Ortstafelstürme in Montenegro! Sprengstoff-Attentate in Triest! Ein echt demokratisches Schulmodell in Böhmen! Hurra! Und über allem thront natürlich die „geheimnisvoll weitblickende“ Idee der „Freundschaft mit den USA“, welchselbige uns den wahrhaft freundlichen Umgang mit anderen Völkern schon gelehrt hätte. Von Vietnam bis Nicaragua, von der Schweinebucht bis Hiroshima.

Das gesinnungswandlerische Drehmoment, das es bis zur zweifachen Doktorwürde gebracht hat und überdies auch noch bis zum von Bruno Kreisky verliehenen Ehrentitel eines „Wurschtels“, nennt — vor lauter Monarchie-Euphorie — den notorischen Reaktionär aus dem Europa-Parlament „Otto von Habsburg“ (im Original ohne Anführungszeichen), und ich stell’ mir dabei vor, wie das Kronen-Zeitungsgesponserte Grün-Faktotum dem Schwarz-Gelb-Tatterer den Ring küßt vor lauter Unterwerfungssucht und peinlicher Anbiederei; und wie er dann irgendwas von „Eure kaiserlich-königliche Hoheit“ hervorsabbert — was in der realen Dramaturgie der irrealen Zita-Einscharrungs-Farce einem geweihten Haupte vorbehalten blieb — indes sich unser Günther — bescheiden, wie es seine Art ist — mit der Rolle des universellen Gesamthistorikers zufrieden gibt: „Nach über siebzig Jahren ist der sehr unvollkommene, ärgerlich reaktionäre Habsburgerstaat nun aus der historischen Realität entrückt und aufgestiegen zum Idealtypus. So sollte ein Europa der Nationen aussehen.“ Daß auch der sehr vollkommene, ärgerliche Reaktionär Nenning die Tatsache einer imperialistischen Großmachtpolitik, die in einem Blutbad endete, auf den Terminus „sehr unvollkommen“ reduziert, spricht allein schon Bände und macht erschreckend klar, was wir von einem solchen „Europa der Nationen“ zu erwarten hätten.

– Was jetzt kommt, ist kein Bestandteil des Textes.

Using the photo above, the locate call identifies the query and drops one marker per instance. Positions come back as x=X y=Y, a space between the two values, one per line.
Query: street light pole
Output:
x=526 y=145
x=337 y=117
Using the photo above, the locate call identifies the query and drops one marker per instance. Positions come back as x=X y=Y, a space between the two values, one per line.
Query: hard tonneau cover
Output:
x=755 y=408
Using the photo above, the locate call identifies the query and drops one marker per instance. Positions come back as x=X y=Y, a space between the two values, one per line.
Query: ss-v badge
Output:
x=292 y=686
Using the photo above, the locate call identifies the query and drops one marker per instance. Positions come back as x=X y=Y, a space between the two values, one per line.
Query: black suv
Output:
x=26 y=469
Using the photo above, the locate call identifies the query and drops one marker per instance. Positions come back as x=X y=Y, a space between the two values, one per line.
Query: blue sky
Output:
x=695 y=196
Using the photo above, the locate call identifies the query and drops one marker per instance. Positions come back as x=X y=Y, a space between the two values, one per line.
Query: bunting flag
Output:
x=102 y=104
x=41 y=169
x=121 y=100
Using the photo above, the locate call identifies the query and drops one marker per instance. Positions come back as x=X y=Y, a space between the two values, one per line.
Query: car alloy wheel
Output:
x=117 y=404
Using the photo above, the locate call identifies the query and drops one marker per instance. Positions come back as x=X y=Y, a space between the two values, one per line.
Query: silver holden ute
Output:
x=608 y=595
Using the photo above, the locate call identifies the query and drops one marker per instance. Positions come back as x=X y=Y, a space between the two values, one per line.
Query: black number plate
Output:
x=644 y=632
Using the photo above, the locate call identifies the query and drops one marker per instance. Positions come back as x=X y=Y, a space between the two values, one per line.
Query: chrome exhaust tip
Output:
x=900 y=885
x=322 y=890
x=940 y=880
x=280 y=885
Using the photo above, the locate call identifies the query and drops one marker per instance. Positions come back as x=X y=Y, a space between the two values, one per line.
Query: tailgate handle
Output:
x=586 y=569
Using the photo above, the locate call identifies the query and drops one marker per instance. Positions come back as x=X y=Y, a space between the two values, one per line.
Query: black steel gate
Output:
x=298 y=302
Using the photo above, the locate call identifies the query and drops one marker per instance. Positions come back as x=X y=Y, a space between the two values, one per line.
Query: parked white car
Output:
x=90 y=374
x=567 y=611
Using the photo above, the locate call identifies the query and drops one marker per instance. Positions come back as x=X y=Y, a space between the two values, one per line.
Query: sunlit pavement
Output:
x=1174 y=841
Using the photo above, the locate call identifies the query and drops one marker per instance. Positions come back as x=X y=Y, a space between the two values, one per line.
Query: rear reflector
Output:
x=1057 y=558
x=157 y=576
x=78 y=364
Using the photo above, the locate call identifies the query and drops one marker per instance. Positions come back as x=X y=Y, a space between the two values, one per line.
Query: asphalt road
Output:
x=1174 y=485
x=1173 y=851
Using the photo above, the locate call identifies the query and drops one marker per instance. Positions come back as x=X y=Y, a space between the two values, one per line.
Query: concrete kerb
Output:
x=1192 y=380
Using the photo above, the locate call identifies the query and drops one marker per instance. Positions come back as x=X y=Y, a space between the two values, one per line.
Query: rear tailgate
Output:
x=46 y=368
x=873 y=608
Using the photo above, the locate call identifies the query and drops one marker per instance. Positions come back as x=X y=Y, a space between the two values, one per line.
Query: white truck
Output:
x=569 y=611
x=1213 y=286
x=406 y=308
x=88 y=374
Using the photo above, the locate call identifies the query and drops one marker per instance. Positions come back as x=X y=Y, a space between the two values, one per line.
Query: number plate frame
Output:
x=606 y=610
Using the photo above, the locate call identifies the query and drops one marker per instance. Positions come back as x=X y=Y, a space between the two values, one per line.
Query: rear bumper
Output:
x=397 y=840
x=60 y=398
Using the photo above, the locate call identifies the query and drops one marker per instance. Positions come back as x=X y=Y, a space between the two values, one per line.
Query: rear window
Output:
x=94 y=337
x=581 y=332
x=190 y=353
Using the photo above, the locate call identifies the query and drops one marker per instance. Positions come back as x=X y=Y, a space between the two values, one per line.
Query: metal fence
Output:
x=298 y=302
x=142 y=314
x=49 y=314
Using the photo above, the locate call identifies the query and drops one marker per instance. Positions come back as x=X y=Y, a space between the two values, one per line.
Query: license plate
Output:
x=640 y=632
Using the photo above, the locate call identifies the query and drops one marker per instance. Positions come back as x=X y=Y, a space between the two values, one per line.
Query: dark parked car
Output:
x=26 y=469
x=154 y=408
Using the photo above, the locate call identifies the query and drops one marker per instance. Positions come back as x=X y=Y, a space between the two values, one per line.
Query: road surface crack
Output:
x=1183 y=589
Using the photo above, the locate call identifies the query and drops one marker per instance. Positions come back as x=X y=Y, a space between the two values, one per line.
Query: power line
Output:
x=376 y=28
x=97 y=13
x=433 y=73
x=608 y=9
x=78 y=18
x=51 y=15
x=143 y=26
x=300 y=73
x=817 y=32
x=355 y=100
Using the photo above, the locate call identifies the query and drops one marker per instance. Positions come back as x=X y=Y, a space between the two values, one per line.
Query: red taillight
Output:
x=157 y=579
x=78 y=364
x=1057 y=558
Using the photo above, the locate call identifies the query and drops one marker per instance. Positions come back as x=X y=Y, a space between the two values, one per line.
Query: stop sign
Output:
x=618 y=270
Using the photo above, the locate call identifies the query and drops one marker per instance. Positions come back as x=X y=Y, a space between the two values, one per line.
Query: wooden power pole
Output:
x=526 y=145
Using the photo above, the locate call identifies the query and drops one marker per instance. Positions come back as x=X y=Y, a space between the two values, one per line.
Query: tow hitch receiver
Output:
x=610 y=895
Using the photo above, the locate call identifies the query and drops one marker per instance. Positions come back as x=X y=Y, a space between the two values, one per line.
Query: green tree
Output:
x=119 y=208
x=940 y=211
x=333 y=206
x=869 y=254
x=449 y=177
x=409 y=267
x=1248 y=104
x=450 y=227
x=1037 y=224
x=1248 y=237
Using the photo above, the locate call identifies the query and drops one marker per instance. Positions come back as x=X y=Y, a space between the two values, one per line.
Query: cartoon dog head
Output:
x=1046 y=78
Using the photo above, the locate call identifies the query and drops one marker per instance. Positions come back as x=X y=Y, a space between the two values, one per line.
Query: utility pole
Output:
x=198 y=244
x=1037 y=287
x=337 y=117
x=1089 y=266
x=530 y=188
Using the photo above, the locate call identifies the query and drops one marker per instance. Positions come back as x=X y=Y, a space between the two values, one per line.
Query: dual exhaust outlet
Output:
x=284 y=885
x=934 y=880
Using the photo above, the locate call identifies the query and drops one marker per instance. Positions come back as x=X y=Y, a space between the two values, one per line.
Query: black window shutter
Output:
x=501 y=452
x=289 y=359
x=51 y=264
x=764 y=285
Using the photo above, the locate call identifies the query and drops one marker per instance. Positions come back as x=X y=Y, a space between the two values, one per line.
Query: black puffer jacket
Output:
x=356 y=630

Noch schlimmer allerdings ist die Tatsache, daß beispielsweise ein Waldheim genügt, um vielen Österreichern die Greuel des Zweiten Weltkrieges als harmlosen Ausrutscher erscheinen zu lassen, daß eine tote Habsburgerin genügt, um Massen dazu zu bringen, die Monarchie als pittoreskes Operettenland zu sehen, in dem es niemals einen Ersten Weltkrieg gegeben hat — und vermutlich wird uns das nächste Staatskabarett davon überzeugen, daß auch niemals eine Inquisition stattgefunden hat, daß es keine Kreuzzüge gegeben hat und die sogenannte Türkenbelagerung nebst ihrem brutalen Ende nichts weiter war als ein Kaffeeplausch (selbstverständlich ohne die deutschen Melange-Verwasserer!) vor den Toren Wiens, den ein gewisser Kolschitzky (schon wieder eine Geschichtsverfälschung, aber was macht das noch?) perpetuiert hat. Und in zwanzig Jahren werden wir Groß-Europäer aus ehemals österreichischen Landen nicht einmal mehr wissen, daß es einmal — wenn auch nur kurz und auf dem Papierl — eine Neutralität gegeben hat. Und ein gewisser Dr.Dr. wird — nach einer dreitausendsechshundert-gradigen Umdrehung um die eigenen Achse — behaupten, daß die steinernen Freaks im Salzburger Zwergerl-Garten die wirklichen Beherrscher Österreichs waren; womit er wahrscheinlich nicht so unrecht haben wird.